Bifurcation to come in our economic decline?

I have been trying to finish this entry forever, but power has been out here for almost three days now due to an electrical storm a few nights ago. I have been running off portable batteries, charging once in awhile when we run the generator.

One debate I seem to have over and over again with one of my fellow expats here in Ghana is the success (or lack thereof) of central banks in controlling the unfolding economic decline.

This friend of mine insists that central banks will do what they have always done, which is oversee a gradual decline of economic power in the West, while ensuring enough volatility that it is hard for someone to sit in a long (or short) position and profit all the way down.

My thinking is informed by the behaviour I have observed in dynamic systems. Systems behave simply and change slowly over more than 99.9% of observable time, but behave unpredictably and change very rapidly during the remaining <0.1% of observable time.

The behaviour of dynamic systems, like climate, is nearly linear much of the time, but is characterized by episodic reorganizations. These reorganizations resemble car accidents, in that your life afterwards may have no similarity to your life beforehand. Consequently, trying to predict the behaviour of a system after a bifurcation is as difficult as predicting you will be in a car accident next week.

About all we can do is anticipate when the bifurcation will take place.

Central banks normally try to hide what they are doing, because they don't want the general population protecting themselves against the consequences of their actions. If you need deflation, you also need the general population to be hurt by it, otherwise there is no benefit. However this requires a prediction of what the general populace is going to do, and I think that this will prove the weak point of central bank operations.

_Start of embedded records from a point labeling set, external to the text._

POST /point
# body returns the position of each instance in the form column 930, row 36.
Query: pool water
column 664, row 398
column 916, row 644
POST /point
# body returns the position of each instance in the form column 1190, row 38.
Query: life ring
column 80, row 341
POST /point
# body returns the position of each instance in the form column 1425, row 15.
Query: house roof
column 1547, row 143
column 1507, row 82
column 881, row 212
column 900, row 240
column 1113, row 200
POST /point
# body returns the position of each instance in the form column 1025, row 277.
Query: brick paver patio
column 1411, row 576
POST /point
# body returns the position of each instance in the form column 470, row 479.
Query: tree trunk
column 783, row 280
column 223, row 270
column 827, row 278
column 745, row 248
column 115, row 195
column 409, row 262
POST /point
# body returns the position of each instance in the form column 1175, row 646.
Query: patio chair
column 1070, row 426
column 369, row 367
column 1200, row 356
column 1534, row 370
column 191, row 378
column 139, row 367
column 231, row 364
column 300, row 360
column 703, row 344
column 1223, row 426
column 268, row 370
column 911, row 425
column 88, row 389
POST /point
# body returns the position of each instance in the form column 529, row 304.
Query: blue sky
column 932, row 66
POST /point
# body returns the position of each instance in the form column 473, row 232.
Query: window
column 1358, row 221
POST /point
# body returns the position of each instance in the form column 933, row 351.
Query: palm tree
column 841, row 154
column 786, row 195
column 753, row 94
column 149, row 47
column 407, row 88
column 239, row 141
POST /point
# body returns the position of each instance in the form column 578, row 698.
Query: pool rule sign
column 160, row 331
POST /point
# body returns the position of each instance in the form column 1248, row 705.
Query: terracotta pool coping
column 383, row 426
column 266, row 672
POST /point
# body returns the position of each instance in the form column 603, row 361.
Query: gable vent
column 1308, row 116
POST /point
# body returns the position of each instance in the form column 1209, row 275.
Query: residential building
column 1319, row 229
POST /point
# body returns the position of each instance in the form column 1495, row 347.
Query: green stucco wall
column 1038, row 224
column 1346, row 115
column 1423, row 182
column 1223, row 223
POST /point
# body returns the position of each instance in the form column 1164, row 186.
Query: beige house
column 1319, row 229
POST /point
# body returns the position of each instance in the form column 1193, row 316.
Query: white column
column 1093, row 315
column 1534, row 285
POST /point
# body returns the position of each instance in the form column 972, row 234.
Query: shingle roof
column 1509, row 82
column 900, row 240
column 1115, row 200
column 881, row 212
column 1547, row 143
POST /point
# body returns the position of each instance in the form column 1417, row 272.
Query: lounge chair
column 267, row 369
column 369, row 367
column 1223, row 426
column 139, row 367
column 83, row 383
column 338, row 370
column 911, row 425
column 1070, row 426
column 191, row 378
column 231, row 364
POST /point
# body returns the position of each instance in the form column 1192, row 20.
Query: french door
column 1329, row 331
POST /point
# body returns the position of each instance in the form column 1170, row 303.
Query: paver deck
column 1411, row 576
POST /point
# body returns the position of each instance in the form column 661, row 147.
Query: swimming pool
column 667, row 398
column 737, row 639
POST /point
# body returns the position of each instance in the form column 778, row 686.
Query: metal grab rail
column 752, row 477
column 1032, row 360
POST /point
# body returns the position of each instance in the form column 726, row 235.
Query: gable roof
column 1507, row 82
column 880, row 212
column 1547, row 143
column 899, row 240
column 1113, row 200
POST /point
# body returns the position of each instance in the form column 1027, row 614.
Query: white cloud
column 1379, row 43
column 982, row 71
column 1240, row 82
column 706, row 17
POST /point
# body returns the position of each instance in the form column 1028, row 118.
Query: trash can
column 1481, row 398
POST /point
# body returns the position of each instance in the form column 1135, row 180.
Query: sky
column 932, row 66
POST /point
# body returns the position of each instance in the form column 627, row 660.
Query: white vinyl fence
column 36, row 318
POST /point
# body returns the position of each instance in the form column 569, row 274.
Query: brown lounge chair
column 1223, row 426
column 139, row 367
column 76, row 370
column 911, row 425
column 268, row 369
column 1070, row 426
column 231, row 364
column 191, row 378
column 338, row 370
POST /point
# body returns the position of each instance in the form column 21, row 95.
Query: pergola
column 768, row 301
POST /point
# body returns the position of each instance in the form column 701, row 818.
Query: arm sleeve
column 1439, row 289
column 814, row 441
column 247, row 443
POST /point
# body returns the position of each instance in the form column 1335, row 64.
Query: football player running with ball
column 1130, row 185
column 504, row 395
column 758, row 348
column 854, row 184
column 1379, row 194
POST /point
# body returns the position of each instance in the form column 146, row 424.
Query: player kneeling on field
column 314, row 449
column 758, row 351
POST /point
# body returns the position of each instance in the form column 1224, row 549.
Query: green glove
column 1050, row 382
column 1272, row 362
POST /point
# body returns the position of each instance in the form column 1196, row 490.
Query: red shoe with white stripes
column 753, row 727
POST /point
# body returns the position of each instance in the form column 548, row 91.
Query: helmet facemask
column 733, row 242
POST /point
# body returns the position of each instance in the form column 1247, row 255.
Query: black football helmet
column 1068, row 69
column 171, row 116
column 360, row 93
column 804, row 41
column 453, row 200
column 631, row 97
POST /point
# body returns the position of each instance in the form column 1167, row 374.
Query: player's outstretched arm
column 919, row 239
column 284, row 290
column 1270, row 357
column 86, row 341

For instance, the future operation of the system may well depend on people continuing to make their mortgage payments, even if the value of the house has fallen below the amount owing. Between the holy hell of MERS and all the recent foreclosure failings, it seems likely that more and more people are going to give up on those mortgage payments.

Whenever the central bank tries to interfere with the workings of the economy in order to bring about a desired change, the general population is going to have to act in the manner predicted by the genius economic modelers at these banks. But modeling is really hard, in this case because the behaviour of the population is unpredictable.

Here is an example. Some years ago the Canadian Mint introduced a one-dollar coin with a picture of a loon. The coin was made of nickel. The official opinion expressed was that Canadians would love these things and would call them “dollar coins” or “dollars”. But even before the coin was released, Canadians began calling them “loonies”, a name which has lasted to the present day.

A few years later, the Mint decided to introduce a two-dollar coin. This coin depicted a polar bear (now two polar bears). Once again, there was an official opinion—the public would call this coin the “Bear”. Of course, they were almost immediately known as “toonies”.

So much for the official prediction of public behaviour.

When the tipping point comes—and it likely won’t be recognized until afterwards—the changes will be broad and deep. I don’t know what our new world will be like. But I would guess it would have a lot less government and the economy would be more focussed on actual production and real wealth creation rather than the growth of paper assets.